A "circuit split" on marriage equality also developed this month when the Sixth U.S. Circuit Court of Appeals upheld same-sex marriage bans in the Midwest region. Watchers of the Supreme Court have noted that such a split is almost certain to lead to a review by the higher court.
The cost of appeals became a point of contention during the election for governor. It appears $42,000 was spent in October, including costs related to the appeals process and oral arguments. During the campaign, Parnell, who lost his bid for re-election to Bill Walker, said he would defend Alaska's constitution by continuing the appeals process. Walker said while he believed marriage was a "union between a man and a woman," he would not pursue what he called "expensive litigation that has little chance of victory."
Sen. Bill Wielechowski, D-Anchorage, looked into the cost of defending the lawsuit last month. His office was told that total costs for the state through September -- before the appeals process began -- were $61,260.

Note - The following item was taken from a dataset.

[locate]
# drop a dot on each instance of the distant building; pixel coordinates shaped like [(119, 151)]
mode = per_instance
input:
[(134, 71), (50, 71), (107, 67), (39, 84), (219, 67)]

He said he wasn't surprised to hear about the updated costs. When asked if he though the state's cost were reasonable, Wielechowski pointed out a looming $3 billion budget deficit and problems keeping programs open for his constituents, such as the Muldoon Job Center.
"It just seems like we're wasting money," he said.
Walker's campaign spokeswoman Lindsay Hobson said Monday the governor-elect's focus is solely on transition. Hobson said reviewing the case would not be an "issue addressed" in that process. Once he takes office -- swearing-in is set for Dec. 1 -- he will likely review that case and others before deciding how to proceed.